August 1st, 2020

meow, cat, Siamese, catty

Bittercon: Japanese in an Hour

Since AnimeIowa has gone virtual this year, most of their panel discussions are more on the order of presentations or demonstrations of how to do something. This one seemed rather interesting, because it is presented as providing some basic vocabulary and grammar to help a person learn how to speak spontaneously, at least on a restricted set of topics.

It made me think of how I studied foreign languages in college right in the middle of a period of upheaval in views on foreign language teaching. As a result, my classes used textbooks that took a number of different approaches, with the result of having no cohesive strategy. One class would have us doing the traditional grammar/vocabulary approach with an emphasis on translation as an indication of mastery. Another class would have us memorizing dialogs, with the idea that if we did enough, we'd intuitively assimilate the language. In another, the teacher walked in on the first day, greeted us in the language, and started naming objects in the room and doing things with them, with the idea that we would absorb the language through practical experience.

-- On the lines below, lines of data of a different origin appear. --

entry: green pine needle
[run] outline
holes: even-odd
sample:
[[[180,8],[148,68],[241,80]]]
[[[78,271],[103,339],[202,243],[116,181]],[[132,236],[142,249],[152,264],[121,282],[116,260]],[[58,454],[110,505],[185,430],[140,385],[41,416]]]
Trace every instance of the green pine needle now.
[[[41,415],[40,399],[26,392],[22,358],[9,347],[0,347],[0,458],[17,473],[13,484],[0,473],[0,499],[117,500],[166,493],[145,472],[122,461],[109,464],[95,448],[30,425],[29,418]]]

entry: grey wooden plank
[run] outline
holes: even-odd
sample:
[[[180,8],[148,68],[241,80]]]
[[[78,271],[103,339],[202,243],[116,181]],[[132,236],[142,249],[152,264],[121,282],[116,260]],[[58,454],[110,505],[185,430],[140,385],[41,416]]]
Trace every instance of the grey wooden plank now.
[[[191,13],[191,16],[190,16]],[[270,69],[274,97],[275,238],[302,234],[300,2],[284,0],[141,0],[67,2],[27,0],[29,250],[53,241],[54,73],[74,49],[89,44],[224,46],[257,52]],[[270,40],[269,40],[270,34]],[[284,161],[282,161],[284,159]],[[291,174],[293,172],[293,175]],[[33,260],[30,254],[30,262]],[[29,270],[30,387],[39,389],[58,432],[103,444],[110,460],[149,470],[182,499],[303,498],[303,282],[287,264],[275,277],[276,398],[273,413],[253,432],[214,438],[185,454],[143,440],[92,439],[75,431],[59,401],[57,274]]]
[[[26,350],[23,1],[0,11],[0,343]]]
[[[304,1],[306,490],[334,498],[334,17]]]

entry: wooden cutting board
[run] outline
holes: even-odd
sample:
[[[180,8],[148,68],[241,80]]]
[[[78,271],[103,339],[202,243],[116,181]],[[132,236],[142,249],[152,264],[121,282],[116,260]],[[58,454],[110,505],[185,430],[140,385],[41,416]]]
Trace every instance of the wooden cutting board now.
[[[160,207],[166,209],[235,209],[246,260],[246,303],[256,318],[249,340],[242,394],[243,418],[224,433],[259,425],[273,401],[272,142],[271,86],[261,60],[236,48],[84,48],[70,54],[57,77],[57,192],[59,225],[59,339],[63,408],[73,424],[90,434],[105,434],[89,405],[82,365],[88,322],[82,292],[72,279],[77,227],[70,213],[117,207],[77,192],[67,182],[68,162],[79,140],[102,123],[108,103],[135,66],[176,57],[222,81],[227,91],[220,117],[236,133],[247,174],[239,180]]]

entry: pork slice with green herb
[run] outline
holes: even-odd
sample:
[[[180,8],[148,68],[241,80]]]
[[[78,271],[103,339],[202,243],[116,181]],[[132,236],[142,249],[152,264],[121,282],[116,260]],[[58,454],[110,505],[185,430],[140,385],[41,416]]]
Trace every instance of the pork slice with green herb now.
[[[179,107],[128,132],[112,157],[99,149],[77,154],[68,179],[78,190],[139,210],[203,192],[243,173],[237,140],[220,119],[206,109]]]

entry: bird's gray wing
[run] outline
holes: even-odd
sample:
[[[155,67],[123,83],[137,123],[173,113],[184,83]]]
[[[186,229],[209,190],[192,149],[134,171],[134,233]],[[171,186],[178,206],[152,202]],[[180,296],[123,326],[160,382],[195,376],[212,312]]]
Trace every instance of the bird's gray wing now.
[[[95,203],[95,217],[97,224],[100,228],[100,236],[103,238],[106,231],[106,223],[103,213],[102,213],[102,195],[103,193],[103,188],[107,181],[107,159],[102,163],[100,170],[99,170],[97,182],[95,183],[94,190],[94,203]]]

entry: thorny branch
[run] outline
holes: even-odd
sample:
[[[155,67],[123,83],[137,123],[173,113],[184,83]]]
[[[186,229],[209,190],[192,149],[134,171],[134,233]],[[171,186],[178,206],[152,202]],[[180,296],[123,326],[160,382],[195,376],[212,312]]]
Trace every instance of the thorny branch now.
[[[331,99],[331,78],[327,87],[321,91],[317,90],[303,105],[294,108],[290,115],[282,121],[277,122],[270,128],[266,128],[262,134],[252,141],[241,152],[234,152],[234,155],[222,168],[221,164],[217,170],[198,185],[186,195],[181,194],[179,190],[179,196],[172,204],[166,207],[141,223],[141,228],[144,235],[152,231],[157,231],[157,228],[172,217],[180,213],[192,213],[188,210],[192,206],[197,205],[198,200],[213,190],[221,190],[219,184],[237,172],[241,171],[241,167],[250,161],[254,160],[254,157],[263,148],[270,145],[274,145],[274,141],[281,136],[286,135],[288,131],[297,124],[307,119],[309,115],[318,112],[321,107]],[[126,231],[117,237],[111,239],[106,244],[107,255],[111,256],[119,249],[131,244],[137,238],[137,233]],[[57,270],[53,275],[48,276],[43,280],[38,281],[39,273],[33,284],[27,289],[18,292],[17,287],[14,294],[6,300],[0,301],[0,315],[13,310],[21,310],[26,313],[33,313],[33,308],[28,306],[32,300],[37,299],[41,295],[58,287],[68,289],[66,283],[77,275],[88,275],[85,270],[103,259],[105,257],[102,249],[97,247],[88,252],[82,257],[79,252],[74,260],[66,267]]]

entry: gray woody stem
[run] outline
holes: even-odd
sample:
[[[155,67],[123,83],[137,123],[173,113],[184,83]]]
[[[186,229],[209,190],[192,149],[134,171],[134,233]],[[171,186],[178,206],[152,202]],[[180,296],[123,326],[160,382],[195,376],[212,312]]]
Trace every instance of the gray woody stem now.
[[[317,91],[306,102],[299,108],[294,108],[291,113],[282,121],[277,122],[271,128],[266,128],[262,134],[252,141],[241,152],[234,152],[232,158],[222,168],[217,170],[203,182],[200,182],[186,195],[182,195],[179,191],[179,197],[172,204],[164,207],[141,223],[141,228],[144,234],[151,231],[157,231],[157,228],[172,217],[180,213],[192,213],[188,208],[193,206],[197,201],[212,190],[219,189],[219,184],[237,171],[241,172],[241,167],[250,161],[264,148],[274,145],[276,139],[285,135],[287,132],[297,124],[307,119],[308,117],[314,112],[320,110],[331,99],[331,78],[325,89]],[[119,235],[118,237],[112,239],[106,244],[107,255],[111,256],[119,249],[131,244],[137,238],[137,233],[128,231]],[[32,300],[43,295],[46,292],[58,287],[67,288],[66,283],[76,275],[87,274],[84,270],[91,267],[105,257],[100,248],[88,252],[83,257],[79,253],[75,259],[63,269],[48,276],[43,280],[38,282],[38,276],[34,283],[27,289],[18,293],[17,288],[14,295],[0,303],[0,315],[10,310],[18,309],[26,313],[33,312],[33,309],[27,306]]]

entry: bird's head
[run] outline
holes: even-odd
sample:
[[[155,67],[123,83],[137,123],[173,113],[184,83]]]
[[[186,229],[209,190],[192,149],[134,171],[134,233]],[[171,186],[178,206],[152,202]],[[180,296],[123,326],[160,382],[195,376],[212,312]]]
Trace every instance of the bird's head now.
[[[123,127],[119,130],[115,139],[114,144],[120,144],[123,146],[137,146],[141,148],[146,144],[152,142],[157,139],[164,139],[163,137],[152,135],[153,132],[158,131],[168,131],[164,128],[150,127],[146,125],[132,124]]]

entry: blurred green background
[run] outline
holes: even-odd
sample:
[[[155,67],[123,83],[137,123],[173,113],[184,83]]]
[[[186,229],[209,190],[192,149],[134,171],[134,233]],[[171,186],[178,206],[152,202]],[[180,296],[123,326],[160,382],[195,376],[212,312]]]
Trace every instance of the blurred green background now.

There's also the problem of learning styles -- different people learn best in different ways. Memorization of vocabulary may help one student, while another student becomes bored and inattentive, or even work-avoidant. One student may benefit from an immersive learning situation, in which all instruction is conducted in the target language and students have to communicate in it to get through tasks of daily living, while another student may become overwhelmed and freeze like a deer in headlights, and end up withdrawing from the program because the stress is simply too much.

And there's the simple fact that there's a huge difference between something that you study in your spare time because you're interested in it, and something you study to make a grade.